Au salon de Turin de 1955, Pinin Farina présente la hors-série Lancia Florida : une élégante et luxueuse berline aux lignes novatrices jetant les bases du design qui distinguera les Lancia successives.
En avril 1955, Giovanni Gronchi est élu Président de la République italienne et le même mois, le carrossier Battista Farina dit Pinin (« Giuseppino » en piémontais en raison de la ressemblance avec son père Giuseppe) présente au salon de Turin la hors-série Florida, une voiture innovante qui pose les bases stylistiques des futures Lancia. C’est le Président Gronchi qui en 1961 autorisera Battista à changer son nom en Pininfarina, le liant pour toujours à son célèbre surnom.
La Florida se base sur la mécanique sophistiquée de la Lancia Aurelia, avec un moteur avant V6, embrayage et traction à l’arrière, pour une répartition parfaite des poids. La voiture se distingue immédiatement par ses lignes résolument innovantes par rapport à la production contemporaine de Lancia. La Florida est une élégante berline qui atteint presque les cinq mètres de longueur, caractérisée par une grande calandre ovoïdale dans laquelle sont incorporés les phares. Pinin Farina rompt ainsi avec la tradition de la calandre en forme d’écusson, particularité de toutes les Lancia jusqu’à alors, pour proposer un nez horizontal qui influence le capot-moteur, bas et élancé.

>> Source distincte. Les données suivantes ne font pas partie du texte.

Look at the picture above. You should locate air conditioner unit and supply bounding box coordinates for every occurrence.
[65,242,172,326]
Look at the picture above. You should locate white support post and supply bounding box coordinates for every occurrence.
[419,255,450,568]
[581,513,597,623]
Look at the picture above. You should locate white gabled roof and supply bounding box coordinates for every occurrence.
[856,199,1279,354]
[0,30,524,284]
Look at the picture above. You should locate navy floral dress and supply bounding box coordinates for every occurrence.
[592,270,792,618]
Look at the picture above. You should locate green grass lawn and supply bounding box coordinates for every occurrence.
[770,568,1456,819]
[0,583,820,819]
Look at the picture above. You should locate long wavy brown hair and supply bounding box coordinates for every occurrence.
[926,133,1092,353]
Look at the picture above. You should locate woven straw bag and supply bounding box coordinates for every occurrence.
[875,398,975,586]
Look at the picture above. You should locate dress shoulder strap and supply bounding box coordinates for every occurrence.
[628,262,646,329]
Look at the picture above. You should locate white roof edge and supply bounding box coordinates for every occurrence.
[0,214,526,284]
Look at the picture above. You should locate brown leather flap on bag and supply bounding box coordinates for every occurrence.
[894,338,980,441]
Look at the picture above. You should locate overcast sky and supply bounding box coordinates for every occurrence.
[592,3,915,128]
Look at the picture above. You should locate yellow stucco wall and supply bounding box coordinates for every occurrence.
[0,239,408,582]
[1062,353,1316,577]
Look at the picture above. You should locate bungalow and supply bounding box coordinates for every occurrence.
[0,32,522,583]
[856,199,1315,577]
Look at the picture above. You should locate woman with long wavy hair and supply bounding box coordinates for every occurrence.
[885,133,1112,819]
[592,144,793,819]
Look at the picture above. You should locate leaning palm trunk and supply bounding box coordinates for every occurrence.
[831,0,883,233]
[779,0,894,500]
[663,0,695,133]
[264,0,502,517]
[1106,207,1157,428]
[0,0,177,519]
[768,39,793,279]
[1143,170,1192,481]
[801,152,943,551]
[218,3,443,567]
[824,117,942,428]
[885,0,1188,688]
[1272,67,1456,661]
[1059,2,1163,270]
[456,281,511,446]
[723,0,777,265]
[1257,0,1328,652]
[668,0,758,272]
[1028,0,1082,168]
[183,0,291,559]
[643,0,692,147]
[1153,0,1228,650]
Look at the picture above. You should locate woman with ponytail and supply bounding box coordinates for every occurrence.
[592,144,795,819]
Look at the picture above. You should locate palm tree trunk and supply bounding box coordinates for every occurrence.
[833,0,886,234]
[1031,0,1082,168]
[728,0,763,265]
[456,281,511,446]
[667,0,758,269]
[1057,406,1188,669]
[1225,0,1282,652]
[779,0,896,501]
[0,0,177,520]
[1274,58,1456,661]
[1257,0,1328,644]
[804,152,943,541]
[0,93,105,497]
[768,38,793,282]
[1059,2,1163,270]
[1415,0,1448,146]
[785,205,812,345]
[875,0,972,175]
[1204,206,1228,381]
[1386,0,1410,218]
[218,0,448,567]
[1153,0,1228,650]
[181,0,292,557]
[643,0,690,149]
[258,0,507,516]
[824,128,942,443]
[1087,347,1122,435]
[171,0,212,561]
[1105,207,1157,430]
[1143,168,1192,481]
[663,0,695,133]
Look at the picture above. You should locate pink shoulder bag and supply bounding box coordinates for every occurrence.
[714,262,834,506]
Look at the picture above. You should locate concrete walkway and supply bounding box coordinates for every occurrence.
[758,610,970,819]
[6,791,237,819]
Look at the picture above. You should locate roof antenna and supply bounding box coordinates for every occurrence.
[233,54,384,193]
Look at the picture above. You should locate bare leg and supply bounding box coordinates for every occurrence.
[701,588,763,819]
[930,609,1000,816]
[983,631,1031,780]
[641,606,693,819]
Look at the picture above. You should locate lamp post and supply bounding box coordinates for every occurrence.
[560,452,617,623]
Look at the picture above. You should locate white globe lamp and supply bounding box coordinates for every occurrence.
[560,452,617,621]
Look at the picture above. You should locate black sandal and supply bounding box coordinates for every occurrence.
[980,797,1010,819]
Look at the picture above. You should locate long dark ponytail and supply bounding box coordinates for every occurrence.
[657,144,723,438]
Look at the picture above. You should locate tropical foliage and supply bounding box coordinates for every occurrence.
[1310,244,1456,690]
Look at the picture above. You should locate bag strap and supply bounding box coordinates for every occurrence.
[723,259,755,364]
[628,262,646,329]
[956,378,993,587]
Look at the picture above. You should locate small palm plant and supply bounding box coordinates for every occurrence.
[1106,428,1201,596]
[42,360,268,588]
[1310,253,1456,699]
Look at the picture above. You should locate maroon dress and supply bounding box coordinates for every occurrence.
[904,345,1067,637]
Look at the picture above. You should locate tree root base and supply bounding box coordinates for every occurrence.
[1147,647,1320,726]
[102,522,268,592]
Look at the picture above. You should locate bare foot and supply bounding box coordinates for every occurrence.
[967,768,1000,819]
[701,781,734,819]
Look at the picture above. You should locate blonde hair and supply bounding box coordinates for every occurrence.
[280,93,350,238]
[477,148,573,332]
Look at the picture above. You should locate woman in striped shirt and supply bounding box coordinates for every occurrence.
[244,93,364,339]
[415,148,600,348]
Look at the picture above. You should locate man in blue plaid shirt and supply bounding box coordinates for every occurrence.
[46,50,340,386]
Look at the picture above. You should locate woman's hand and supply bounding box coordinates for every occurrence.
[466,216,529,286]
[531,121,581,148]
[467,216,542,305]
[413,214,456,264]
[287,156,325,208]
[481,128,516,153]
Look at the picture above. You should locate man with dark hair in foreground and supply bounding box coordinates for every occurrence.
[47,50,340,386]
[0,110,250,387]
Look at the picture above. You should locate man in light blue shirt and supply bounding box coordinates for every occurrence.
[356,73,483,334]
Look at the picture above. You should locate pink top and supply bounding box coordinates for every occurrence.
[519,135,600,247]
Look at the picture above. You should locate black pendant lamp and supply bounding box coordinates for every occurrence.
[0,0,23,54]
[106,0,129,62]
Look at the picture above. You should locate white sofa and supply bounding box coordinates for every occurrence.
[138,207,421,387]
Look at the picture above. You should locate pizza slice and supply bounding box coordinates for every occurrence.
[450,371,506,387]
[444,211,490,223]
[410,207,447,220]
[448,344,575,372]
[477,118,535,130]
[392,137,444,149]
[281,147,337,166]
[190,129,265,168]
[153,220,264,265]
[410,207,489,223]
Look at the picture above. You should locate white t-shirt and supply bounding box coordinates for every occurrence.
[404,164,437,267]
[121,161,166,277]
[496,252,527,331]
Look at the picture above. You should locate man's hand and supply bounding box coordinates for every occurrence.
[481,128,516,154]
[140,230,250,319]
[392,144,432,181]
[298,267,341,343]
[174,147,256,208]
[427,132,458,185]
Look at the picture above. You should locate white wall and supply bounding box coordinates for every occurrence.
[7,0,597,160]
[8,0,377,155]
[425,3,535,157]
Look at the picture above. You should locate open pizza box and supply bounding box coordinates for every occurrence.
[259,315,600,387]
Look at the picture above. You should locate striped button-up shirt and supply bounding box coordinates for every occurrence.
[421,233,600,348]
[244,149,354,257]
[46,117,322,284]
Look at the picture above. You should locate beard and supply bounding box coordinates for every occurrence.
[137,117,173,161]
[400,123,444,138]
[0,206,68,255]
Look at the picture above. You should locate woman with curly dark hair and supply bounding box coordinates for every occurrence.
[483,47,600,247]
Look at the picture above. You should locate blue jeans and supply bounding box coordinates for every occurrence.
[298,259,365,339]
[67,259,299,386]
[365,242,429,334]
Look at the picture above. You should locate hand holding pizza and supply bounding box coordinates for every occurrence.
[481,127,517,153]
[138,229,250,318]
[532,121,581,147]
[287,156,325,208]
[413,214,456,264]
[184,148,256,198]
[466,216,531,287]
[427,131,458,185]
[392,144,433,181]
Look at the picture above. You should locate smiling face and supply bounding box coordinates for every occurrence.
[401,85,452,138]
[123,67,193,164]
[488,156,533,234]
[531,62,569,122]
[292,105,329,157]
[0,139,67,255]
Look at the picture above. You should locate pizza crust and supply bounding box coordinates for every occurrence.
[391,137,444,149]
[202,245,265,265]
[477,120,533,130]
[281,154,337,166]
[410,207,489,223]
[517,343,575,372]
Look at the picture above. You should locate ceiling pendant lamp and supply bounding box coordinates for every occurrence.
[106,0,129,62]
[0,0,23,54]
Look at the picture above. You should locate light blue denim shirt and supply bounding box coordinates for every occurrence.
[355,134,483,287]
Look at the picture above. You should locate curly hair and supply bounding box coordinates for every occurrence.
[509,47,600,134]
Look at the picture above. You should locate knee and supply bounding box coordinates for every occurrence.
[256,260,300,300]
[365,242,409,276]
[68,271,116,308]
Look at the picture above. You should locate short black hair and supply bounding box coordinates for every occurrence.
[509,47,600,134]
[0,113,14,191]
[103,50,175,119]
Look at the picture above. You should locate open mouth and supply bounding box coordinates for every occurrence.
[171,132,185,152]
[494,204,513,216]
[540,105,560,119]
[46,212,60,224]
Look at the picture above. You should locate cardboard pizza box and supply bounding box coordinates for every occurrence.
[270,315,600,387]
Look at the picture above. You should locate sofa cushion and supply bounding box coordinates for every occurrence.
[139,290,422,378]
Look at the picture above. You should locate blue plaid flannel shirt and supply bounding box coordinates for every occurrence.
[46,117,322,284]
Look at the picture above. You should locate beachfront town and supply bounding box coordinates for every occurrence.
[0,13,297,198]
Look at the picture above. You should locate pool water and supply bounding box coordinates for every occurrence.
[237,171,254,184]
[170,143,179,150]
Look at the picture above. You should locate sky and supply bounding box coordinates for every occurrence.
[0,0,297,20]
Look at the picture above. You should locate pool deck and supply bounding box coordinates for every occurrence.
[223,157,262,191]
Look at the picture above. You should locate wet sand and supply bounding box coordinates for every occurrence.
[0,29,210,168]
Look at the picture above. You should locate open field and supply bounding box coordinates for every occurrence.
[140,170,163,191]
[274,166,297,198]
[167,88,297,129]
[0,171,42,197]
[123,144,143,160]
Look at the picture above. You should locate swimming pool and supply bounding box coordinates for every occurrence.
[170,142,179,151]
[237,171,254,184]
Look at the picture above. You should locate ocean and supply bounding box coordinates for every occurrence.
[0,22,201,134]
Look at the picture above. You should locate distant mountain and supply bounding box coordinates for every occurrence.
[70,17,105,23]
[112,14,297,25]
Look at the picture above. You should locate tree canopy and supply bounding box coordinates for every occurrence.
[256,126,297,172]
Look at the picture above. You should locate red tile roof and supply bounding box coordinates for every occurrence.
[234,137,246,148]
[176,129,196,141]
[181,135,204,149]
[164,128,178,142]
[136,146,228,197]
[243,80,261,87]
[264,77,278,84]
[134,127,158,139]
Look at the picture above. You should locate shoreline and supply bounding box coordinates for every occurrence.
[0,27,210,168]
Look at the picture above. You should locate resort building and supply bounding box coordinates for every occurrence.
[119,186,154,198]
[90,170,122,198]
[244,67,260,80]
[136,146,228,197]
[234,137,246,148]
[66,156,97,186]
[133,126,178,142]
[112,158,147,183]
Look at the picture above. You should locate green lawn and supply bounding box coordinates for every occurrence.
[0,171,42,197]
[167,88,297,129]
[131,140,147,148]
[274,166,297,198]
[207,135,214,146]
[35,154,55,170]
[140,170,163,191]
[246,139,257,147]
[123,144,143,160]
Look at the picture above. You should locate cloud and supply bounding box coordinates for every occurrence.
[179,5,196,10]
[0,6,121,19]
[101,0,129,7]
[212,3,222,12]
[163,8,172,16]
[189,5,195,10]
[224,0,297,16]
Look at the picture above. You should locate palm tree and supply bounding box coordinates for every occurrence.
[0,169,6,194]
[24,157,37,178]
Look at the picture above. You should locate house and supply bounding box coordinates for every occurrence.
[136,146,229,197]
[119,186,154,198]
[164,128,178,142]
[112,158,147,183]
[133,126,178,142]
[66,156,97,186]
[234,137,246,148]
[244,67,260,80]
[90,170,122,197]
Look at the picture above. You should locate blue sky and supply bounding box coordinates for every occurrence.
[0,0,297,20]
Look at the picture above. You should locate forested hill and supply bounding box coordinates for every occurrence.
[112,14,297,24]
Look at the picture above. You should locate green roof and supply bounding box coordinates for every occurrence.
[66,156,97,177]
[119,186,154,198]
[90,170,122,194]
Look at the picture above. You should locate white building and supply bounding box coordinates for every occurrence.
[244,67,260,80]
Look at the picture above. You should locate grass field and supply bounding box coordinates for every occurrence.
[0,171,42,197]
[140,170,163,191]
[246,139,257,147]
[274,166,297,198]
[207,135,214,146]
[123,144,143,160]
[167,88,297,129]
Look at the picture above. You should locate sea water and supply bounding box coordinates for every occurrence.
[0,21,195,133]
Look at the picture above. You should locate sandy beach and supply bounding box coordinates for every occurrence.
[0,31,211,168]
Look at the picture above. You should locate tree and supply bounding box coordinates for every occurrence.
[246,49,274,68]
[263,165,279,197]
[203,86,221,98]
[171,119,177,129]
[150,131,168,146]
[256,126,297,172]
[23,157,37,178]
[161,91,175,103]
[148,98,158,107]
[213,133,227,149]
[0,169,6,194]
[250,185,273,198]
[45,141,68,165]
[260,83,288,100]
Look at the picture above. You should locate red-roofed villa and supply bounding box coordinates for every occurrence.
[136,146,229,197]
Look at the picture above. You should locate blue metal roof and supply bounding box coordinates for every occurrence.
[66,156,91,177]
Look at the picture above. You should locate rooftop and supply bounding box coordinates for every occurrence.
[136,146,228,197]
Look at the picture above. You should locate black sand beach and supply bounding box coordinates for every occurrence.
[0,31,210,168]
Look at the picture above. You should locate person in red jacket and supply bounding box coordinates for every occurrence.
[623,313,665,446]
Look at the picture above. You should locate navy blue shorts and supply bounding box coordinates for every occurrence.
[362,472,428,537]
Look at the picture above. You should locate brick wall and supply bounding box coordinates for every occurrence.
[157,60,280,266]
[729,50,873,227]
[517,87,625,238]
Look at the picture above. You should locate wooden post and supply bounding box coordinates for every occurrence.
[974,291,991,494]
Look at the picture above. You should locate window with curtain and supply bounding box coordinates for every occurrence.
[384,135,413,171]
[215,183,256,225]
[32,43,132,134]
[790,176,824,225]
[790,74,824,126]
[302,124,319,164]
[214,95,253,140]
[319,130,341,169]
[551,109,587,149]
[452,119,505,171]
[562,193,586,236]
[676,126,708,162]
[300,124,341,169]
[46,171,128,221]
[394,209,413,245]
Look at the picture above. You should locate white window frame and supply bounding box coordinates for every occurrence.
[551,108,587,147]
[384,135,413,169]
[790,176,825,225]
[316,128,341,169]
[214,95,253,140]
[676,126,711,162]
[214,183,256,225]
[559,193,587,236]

L’aspect léger et filant du pavillon se caractérise par l’absence du montant central, même avec les quatre portes : le choix de l’ouverture « en livre » des portières était déjà une tradition chez Lancia. La ceinture de caisse se prolonge jusqu’à dessiner les discrètes ailes arrière, avec des phares triangulaires incorporés, qui ferment le « C » renversé grâce au pare-chocs arrière. La lunette inclinée dispose d’un original essuie-glace central : une authentique nouveauté pour l’époque. Les lignes tendues et modernes de la Florida, si différentes de celles de sa contemporaine, la berline Aurelia, sont accentuées par la peinture bicolore : un élément esthétique qui deviendra disponible sur demande pour la Flaminia. Le prototype de la berline est associé à une version coupé à deux portes, aussi élégante, qui reprend ses lignes.
LANCIA FLORIDA ET LANCIA FLAMINIA
Le succès public est considérable et les hors-séries Florida plaisent également aux responsables Lancia, qui chargent Pinin Farina de dessiner l’héritière de l’Aurelia.
Le prototype de la Lancia Flaminia, encore doté des portes battantes, est exposé au salon de Turin de 1956, tandis que la version définitive fait ses débuts à Genève en 1957. Les solutions innovantes de la Florida sont adaptées aux besoins de la production en série, mais le style reste le même. La nouvelle berline se caractérise par une large calandre où apparaît le nouvel écusson Lancia qui n’est plus émaillé, mais directement réalisé en métal chromé avec des formes simplifiées. Au contraire du prototype Florida, les phares avant sont à l’extérieur de la calandre et terminent la partie avant du pare-boue, tandis que plus bas se trouvent deux autres phares ronds plus petits qui servent de clignotants et d’antibrouillard. La rupture avec le passé se retrouve également dans le nom : Flaminia rompt la tradition des voitures commençant par un « A » (comme Aurelia et Appia), mais continue de s’inspirer des voies romaines de l’Antiquité. C’est ainsi que naît la série des Lancia commençant par un « F » qui marqueront les années 60, comme la Flavia et la Fulvia.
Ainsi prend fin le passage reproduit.